One quote in particular stood out to Vargas from that film. On Nov. 17, 1977, Milk made a tape recording in which he said, “If a bullet should enter my brain, let that bullet destroy every closet door.” Almost one year later, on Nov. 27, 1978, Milk was assassinated in his office.

At the conclusion of the film, the class entered into a period of discussion about the film when Vargas raised his hand, blurted out a few comments on the picture and then came out to his class. “Then I ran out in the hallway (to calm down),” said Vargas.

His grandfather, working for minimum wage, had saved up $4,000 for the day when Vargas married a woman and started a family. The fact that Vargas was uninterested in the lifestyle that his grandfather had hoped to prepare him for caused some tension between the two of them.

“He kicked me out of the house,” said Vargas. “But sometimes the ones you love the most are the ones who hurt you the most.”

These early events contributed, years later, to Vargas’ decision to found DefineAmerican.com, a site built to help undocumented immigrants tell their stories and to take responsibility for their identities.

Vargas has also made a pet project out of purging the phrase “illegal immigrants” from the journalistic lexicon.  Although he was unsuccessful in convincing the powers that be at the Associated Press and the New York Times, he did receive affirmative responses from NBC, as well as several college newspapers, including the Louisville Cardinal.

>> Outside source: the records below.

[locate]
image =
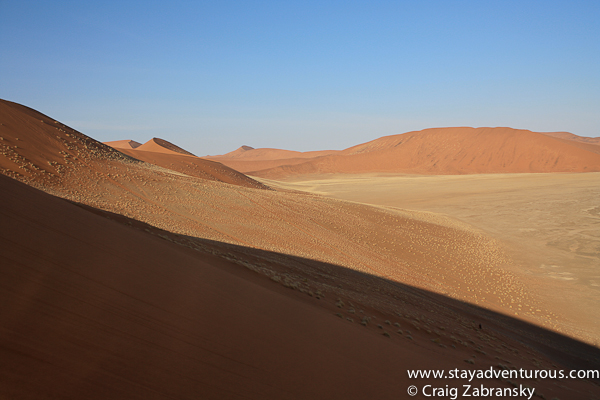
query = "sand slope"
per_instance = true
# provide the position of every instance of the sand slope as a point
(167, 155)
(246, 158)
(449, 151)
(123, 144)
(159, 284)
(40, 150)
(98, 306)
(162, 146)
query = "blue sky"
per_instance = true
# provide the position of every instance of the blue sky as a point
(301, 75)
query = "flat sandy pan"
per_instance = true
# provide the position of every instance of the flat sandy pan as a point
(549, 224)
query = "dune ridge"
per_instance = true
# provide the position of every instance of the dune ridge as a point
(444, 151)
(123, 144)
(129, 280)
(40, 150)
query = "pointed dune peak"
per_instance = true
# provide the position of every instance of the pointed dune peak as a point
(459, 150)
(158, 145)
(37, 148)
(123, 144)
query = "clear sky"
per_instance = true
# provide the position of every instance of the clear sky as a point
(301, 75)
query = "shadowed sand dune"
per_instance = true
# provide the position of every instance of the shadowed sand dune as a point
(570, 136)
(162, 146)
(149, 283)
(96, 305)
(246, 158)
(446, 151)
(40, 150)
(123, 144)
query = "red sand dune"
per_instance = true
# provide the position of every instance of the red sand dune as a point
(194, 166)
(167, 155)
(570, 136)
(98, 306)
(448, 151)
(40, 149)
(249, 153)
(247, 158)
(123, 144)
(150, 284)
(162, 146)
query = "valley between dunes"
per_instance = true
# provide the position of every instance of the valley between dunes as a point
(549, 224)
(157, 274)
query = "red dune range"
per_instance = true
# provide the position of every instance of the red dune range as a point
(122, 279)
(443, 151)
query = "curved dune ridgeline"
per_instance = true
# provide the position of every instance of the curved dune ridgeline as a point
(445, 151)
(133, 275)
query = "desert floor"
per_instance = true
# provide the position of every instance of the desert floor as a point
(548, 223)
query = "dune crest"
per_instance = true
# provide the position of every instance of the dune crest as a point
(158, 145)
(123, 144)
(440, 151)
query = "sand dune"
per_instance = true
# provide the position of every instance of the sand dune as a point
(96, 305)
(162, 146)
(448, 151)
(570, 136)
(143, 282)
(547, 222)
(40, 150)
(246, 158)
(123, 144)
(167, 155)
(194, 166)
(267, 154)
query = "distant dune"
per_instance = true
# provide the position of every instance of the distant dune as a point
(167, 155)
(123, 144)
(123, 279)
(41, 149)
(444, 151)
(162, 146)
(246, 158)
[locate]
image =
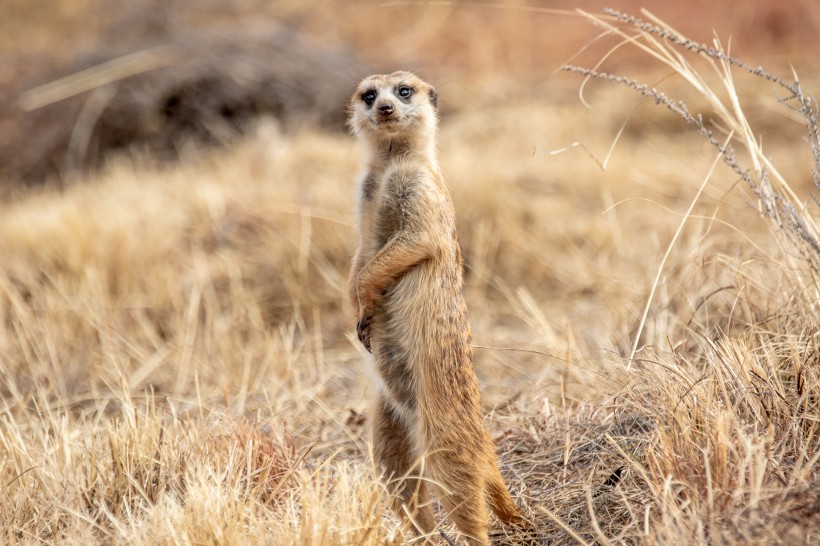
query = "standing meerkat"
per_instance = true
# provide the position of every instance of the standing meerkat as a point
(406, 286)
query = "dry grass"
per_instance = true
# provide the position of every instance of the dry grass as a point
(176, 364)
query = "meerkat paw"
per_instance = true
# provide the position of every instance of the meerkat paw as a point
(363, 330)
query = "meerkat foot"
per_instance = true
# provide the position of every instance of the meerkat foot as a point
(363, 330)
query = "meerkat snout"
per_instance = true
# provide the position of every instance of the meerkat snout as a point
(385, 109)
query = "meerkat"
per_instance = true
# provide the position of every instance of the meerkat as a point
(406, 287)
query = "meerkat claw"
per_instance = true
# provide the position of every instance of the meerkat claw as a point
(363, 330)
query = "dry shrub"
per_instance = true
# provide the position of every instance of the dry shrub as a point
(166, 95)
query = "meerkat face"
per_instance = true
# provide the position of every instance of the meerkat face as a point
(392, 106)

“… I am not illegal,” Vargas said. “Because human beings are not, and cannot be, illegal.”

Although his passionate coverage of immigration issues makes his articles likely to go viral, he tries his best to remain true to the cause for which he is fighting. Becoming a celebrity was simply not on his to-do list. To illustrate his point, he held up a copy of the Oct. 3 LEO Weekly, which features a dominant photo of Vargas and the headline, “Out of the Shadows.”

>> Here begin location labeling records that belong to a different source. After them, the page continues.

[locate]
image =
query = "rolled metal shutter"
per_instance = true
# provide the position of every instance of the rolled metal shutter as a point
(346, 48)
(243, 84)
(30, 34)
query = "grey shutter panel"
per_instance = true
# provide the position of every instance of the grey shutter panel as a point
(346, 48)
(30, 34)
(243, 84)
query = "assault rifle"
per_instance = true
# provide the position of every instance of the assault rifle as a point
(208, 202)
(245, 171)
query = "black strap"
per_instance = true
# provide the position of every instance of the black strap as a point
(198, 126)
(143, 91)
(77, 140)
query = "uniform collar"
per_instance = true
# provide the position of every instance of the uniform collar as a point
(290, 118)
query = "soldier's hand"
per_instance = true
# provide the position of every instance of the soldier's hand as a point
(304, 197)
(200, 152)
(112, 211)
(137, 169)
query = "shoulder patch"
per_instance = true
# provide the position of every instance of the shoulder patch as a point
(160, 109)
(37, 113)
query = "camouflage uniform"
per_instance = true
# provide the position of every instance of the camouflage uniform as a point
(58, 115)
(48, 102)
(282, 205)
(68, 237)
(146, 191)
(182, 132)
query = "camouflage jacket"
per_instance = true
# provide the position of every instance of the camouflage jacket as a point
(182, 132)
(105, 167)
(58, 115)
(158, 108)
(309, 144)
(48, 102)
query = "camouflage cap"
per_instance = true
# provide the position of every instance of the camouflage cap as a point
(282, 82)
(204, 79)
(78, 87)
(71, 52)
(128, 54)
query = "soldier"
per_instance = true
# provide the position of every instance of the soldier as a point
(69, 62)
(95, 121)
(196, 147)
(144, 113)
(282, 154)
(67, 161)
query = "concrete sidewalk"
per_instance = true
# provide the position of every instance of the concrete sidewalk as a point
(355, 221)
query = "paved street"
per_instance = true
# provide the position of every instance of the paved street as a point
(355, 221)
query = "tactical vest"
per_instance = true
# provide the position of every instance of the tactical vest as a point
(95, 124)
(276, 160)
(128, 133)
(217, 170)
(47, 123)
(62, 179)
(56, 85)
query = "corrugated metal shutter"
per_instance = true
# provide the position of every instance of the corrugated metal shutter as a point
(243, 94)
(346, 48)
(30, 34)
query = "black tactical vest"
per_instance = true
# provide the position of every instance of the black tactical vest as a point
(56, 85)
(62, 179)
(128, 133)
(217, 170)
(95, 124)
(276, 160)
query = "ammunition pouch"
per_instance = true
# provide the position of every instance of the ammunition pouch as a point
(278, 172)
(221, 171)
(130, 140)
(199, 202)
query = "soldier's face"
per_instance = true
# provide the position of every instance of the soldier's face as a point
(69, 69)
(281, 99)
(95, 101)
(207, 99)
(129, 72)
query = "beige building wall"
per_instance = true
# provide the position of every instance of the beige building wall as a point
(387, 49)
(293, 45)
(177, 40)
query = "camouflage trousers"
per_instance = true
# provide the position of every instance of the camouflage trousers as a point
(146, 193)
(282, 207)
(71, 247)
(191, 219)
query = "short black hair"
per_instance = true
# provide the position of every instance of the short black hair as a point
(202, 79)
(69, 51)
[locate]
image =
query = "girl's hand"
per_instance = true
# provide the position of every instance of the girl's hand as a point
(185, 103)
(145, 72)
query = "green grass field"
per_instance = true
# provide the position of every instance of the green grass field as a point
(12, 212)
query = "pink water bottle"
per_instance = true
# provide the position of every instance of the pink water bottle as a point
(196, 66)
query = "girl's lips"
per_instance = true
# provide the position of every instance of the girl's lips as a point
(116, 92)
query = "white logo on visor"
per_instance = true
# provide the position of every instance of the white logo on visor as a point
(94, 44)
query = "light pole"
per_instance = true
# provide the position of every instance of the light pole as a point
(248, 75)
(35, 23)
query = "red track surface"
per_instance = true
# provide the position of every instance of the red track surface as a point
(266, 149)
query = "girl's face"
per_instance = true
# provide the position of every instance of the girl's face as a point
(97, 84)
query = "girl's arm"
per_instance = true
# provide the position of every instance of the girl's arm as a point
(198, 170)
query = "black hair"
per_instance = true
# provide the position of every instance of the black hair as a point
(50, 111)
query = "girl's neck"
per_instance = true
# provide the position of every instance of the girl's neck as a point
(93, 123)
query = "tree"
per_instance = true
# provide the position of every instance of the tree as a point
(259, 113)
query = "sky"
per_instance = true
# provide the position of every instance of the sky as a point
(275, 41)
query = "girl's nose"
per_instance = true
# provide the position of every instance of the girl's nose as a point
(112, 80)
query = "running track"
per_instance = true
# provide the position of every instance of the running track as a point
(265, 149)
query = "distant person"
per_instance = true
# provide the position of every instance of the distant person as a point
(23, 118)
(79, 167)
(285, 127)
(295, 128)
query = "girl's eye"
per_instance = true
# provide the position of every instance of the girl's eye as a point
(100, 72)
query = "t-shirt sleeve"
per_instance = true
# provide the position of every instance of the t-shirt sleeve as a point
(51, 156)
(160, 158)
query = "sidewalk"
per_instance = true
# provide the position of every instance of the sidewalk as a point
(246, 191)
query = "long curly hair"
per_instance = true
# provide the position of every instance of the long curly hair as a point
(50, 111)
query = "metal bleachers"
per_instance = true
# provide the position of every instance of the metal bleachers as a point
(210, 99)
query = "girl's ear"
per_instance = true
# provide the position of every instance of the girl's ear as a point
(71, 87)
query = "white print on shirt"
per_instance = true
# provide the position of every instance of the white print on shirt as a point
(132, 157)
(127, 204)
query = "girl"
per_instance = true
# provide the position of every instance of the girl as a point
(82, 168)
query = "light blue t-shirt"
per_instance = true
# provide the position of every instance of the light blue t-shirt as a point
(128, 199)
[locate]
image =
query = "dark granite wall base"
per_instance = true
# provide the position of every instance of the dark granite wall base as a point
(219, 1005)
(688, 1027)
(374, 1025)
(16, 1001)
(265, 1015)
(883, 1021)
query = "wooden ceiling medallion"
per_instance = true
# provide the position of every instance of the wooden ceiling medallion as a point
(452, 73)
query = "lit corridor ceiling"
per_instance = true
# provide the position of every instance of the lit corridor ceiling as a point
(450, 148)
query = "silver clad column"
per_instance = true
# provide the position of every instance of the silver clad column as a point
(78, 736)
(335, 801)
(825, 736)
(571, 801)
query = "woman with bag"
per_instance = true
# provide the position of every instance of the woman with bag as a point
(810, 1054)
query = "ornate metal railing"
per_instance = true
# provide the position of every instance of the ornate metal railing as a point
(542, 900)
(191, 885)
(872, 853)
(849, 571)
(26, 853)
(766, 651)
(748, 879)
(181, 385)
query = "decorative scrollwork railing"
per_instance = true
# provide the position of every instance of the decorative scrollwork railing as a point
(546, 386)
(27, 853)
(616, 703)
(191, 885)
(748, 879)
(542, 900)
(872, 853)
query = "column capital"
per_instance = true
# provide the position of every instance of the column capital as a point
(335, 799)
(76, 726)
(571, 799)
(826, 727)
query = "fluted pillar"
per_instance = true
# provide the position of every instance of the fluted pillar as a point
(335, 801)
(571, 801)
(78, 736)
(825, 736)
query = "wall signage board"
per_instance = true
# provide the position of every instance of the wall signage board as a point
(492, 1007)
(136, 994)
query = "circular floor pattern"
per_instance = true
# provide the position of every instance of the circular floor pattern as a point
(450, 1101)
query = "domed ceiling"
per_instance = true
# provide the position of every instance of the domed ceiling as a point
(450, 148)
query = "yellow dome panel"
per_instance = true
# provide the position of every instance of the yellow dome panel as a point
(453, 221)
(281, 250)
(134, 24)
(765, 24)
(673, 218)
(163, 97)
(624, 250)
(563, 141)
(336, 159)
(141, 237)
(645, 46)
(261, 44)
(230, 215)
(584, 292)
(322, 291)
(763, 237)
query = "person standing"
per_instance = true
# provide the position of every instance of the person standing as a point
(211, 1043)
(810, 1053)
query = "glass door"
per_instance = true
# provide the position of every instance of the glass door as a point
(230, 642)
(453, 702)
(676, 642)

Brian Buford, director of LGBT services, introduces Vargas.

“I’m a little uncomfortable with this,” he said, “I told the guy who interviewed me not to make my photo this big. I don’t want this to become ‘The Jose Show’.”

Vargas also recognized that no matter how well known his face becomes, he and other undocumented immigrants could not win their fight alone; they would need support from American citizens.

He concluded his thoughts by encouraging his audience “to become a part of the conversation.”

Katie Keeling, an freshman who is considering a major in fine art, is a resident at U of L’s LGBTQ-themed Rustin Community, said: “It’s a lot easier to be accepting of undocumented immigrants when you hear their stories and realize that it’s not as simple as we (might want to) think it is…We (at Rustin) live by nonviolence principles, and you can tell that Jose (Vargas) has made a lot of progress by using nonviolence principles. He reaches a lot of people through the media, not through violence.”

The Office of LGBT Services also hosted an after-party at Amicí Café, where the discussion continued. Any who attended were able to meet Vargas face-to-face and ask any questions that they had not had answered.